Ack. I can try to write some draft implementation with xattrs.

> 
> > - ioctls? (this patchset implements this approach)
> > - fsinfo subsystem (not merged yet) [2]
> >
> > Problems with ioctls:
> > 1. We limited in output data size (16 KB AFAIK)
> > but MAX_HANDLE_SZ=128(bytes), OVL_MAX_STACK=500(num lowerdirs)
> > So, MAX_HANDLE_SZ*OVL_MAX_STACK = 64KB which is bigger than limit.
> > So, I've decided to give user one fhandle by one call. This is also
> > bad from the performance point of view.
> > 2. When using ioctls we need to have *fixed* size of input and output.
> > So, if MAX_HANDLE_SZ will change in the future our _IOR('o', 2, struct ovl_mnt_opt_fh)
> > will also change with struct ovl_mnt_opt_fh.
> >
> 
> The choice of API with fixed output size for a variable length info seems weird.

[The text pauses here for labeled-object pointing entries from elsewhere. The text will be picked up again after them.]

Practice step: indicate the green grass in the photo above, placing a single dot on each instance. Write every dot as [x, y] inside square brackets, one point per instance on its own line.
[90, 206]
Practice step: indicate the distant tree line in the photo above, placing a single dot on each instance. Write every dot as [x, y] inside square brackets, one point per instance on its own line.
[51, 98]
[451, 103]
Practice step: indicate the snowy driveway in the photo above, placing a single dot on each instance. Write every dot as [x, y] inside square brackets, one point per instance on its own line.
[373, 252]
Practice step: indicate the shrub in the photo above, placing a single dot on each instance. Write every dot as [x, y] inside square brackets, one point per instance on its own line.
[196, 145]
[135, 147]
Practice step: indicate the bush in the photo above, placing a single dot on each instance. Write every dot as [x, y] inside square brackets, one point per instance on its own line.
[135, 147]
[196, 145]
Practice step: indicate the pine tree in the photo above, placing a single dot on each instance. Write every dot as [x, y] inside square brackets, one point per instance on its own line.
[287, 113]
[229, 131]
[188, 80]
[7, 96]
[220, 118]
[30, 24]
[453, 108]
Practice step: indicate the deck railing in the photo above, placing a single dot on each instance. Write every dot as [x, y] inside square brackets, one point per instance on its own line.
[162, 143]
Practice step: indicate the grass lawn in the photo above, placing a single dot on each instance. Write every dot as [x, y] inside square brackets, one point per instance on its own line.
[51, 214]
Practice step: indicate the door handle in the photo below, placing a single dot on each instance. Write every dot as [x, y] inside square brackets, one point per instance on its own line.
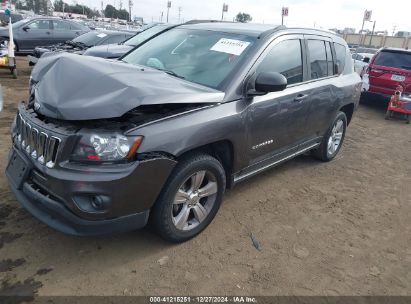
[300, 97]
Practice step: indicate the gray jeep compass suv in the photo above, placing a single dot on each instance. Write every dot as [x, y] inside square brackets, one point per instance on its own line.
[106, 146]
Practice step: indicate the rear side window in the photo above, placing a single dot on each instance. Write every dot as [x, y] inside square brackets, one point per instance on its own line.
[318, 59]
[285, 58]
[340, 54]
[114, 39]
[397, 60]
[330, 62]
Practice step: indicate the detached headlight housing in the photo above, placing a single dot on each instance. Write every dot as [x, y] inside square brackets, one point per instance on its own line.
[106, 147]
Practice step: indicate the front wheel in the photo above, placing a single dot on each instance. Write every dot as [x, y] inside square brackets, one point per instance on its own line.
[190, 199]
[333, 139]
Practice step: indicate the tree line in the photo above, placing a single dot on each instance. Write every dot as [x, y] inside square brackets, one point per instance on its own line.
[45, 7]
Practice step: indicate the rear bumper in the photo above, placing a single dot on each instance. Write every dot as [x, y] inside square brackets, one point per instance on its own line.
[86, 200]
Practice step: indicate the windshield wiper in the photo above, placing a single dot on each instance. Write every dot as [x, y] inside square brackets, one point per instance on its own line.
[169, 72]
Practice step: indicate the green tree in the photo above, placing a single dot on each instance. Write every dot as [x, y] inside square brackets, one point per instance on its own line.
[243, 17]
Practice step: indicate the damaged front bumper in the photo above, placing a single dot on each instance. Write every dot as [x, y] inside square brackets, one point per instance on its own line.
[86, 199]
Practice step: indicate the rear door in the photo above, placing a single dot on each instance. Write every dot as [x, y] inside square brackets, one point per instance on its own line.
[35, 33]
[389, 69]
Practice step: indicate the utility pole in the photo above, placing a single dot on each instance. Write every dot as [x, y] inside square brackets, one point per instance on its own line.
[225, 10]
[372, 33]
[130, 5]
[168, 8]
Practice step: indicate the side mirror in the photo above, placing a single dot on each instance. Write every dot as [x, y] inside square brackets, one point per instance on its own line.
[267, 82]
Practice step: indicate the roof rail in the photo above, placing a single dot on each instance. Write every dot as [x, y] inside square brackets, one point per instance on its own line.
[271, 31]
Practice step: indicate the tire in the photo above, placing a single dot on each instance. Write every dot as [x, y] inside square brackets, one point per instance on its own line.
[179, 213]
[329, 148]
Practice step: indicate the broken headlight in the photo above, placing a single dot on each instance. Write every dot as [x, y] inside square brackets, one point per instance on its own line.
[106, 147]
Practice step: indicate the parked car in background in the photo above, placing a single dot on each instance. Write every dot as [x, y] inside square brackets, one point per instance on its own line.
[102, 145]
[388, 69]
[81, 43]
[4, 20]
[361, 61]
[117, 50]
[30, 33]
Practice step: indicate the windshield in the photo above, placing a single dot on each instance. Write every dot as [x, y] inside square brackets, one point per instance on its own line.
[399, 60]
[366, 50]
[200, 56]
[91, 38]
[143, 36]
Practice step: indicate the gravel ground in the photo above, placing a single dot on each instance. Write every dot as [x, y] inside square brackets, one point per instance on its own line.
[338, 228]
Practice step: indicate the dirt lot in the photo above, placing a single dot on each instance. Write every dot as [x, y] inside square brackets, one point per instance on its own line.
[339, 228]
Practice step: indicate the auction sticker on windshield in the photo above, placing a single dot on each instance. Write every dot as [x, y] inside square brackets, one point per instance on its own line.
[230, 46]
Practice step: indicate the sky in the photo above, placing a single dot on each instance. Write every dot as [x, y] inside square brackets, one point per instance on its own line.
[306, 13]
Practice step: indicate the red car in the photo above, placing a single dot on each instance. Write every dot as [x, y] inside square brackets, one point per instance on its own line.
[389, 68]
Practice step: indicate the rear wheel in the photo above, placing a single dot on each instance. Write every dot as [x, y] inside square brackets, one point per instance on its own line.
[333, 139]
[190, 199]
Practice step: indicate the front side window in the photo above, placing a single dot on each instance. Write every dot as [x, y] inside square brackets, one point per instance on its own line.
[285, 58]
[200, 56]
[340, 54]
[318, 59]
[40, 25]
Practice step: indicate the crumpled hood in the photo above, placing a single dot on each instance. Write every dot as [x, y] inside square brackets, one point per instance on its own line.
[108, 51]
[74, 87]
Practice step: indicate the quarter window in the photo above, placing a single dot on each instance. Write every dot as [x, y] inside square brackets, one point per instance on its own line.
[340, 54]
[318, 59]
[285, 58]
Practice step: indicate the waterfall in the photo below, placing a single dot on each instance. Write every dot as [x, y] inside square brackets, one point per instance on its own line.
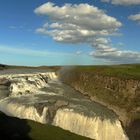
[23, 111]
[22, 84]
[64, 107]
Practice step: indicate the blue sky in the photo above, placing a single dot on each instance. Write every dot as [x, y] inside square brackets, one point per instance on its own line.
[25, 41]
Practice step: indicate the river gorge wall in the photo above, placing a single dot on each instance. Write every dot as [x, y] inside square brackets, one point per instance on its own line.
[42, 97]
[120, 95]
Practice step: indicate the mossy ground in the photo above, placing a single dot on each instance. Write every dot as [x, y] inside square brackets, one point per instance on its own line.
[14, 128]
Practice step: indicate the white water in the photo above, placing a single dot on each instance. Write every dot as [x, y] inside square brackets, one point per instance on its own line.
[80, 116]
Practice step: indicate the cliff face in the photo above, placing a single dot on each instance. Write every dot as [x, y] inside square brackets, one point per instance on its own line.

Yes, and I've proposed option with ioctl syscall where we open file descriptor
instead of doing direct copy_from_user/copy_to_user.

> 
> I am tempted to suggest extending name_to_handle_at(), for example
> name_to_handle_at(ovl_root_fd, path, &fhandle, &layer_id, AT_LAYER)
> 
> Where layer_id can be input/output arg.
> 
> But I acknowledge this is going to be a much harder sell...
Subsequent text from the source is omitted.